Shows huge promise, but the embedded bias does seem to be a concern.
This is just an initial reaction from a few tests; definitely a strong model I'm keen to evaluate further.
sir, what you just described is claude
so claude 4 haiku (cause dum in my test)? les go
Not sure. Feels more like a GPT variant as others have described, but definitely a fresh one.
Also Anthropic seem to have their eyes firmly on the Corpo markets, whereas Altman noted a while back that OAI had a model trained in creative writing that they hadn't yet released
If I had to bet on it, my money would be on an OAI model.
every model release post gpt 4.5 is allegedly creative trained (still meh compared to sonnet)

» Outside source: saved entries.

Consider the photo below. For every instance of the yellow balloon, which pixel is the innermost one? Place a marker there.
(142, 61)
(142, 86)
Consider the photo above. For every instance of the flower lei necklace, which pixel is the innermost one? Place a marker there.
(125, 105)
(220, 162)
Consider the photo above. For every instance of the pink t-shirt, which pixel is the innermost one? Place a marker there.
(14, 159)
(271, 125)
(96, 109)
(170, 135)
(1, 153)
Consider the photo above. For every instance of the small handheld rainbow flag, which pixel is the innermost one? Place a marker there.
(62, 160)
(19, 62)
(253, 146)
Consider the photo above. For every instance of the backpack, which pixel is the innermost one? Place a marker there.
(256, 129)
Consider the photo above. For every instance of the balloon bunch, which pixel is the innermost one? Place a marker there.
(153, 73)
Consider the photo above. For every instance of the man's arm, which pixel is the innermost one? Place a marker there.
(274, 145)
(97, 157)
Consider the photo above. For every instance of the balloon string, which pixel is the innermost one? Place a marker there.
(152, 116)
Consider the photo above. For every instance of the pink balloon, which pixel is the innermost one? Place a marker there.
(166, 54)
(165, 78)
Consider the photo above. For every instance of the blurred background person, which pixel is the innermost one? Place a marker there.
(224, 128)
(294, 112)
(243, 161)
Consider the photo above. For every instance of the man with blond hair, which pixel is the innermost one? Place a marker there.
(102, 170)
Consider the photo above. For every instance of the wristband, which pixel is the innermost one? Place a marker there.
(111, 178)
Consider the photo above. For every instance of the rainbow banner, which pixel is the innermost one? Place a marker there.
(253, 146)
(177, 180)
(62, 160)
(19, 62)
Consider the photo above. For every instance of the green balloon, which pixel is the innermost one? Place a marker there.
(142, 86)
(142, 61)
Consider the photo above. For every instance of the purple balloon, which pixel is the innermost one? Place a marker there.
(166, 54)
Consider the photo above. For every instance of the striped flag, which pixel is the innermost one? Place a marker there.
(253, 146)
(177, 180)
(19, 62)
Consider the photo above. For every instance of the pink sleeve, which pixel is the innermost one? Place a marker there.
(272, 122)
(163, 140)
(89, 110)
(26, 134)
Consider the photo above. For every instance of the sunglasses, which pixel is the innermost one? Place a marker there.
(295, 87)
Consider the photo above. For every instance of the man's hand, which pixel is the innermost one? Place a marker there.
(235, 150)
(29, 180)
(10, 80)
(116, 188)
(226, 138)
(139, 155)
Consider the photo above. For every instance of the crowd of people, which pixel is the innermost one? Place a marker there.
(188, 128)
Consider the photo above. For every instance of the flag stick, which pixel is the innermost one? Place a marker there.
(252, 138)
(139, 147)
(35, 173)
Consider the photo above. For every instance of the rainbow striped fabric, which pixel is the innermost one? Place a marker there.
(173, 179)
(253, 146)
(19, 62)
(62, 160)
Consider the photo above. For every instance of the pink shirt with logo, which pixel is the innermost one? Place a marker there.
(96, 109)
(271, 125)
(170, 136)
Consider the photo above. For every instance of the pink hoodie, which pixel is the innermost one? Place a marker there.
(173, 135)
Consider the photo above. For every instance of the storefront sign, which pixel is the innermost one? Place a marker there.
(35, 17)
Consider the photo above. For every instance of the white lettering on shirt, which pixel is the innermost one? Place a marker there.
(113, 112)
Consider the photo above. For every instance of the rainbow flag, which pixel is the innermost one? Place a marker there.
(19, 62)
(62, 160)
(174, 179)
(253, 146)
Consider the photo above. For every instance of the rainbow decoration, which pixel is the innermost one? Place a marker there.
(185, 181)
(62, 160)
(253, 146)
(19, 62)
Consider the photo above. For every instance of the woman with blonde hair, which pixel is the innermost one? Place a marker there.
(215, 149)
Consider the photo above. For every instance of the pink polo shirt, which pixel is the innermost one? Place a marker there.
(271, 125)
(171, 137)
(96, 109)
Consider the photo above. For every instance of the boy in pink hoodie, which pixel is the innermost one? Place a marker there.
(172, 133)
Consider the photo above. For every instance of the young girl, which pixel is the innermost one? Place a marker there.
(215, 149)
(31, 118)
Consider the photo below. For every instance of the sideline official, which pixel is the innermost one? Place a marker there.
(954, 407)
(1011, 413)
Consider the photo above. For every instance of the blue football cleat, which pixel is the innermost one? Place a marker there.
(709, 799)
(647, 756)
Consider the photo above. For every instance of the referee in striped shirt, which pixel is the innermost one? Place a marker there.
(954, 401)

This model is totally garbage for me, i am create comprehensive requirements, design and tasks . Model create about 10 % and stuck with "Task Done" message, completely drop all of context - VERY BAD
same, i think it is a small model
Not sure if anyone noticed but when you add a image_url horizon will fetch the image with the user agent “OpenAI Image Downloader“ and the request also come from the same ASN as OpenAI api (Microsoft)
is it good for coding?
I like it for coding
to some degree yes, but they specifically noted they had one focused for that.
It does feel like a smaller model (but a very capable one nonetheless).
Nothing about this feels optimised for coding or complex task execution though - I just don't get the sense that it is built for that, although to be fair I haven't done robust tests on either of those.
can we have horizon gamma
horizon λ
Provided to YouTube by PIAS
Hazardous Environments · Valve
Half-Life 2
℗ Ipecac Recordings
Released on: 2020-03-10
Composer: Valve
Auto-generated by YouTube.
GPT-5, OpenAI's HL3
this was a great writeup, thank you
I'm hoping it's an open source writing model distilled from o3
then we'd get it dirt cheap at chutes
I'm brand new to the vibe coding universe, but what has worked well for me so far is: Continue programming everything with Horizon until you reach a dead end. Then use Gemini Pro 2.5 to fix any errors that remain.
making good use of the free models! 🙂
you bet it will have cohere license
why? haven't openai past oss releases been apache or MIT?
whisper etc
I could see them having clauses like no training models based on outputs
also I believe they already said the model will have zero novel architecture
it's just a basic llm with good data
or at the least does not use their proprietary arch
whisper is just something not commonly used and just connected to main model to give it multimodel modality
my guess is it'll be close to a meta license
not commonly used? my man it's one of the most popular transcription models around
no, as sam mocked it
wasn't aware of this
if open source and decent, which is highly unlikely from copenai, then they really redeemed themselves, which hugely doubt looking at phi series
imagine not using perplexity and using google lmao
?
i found and you didn't.
your tweet and more is already in it?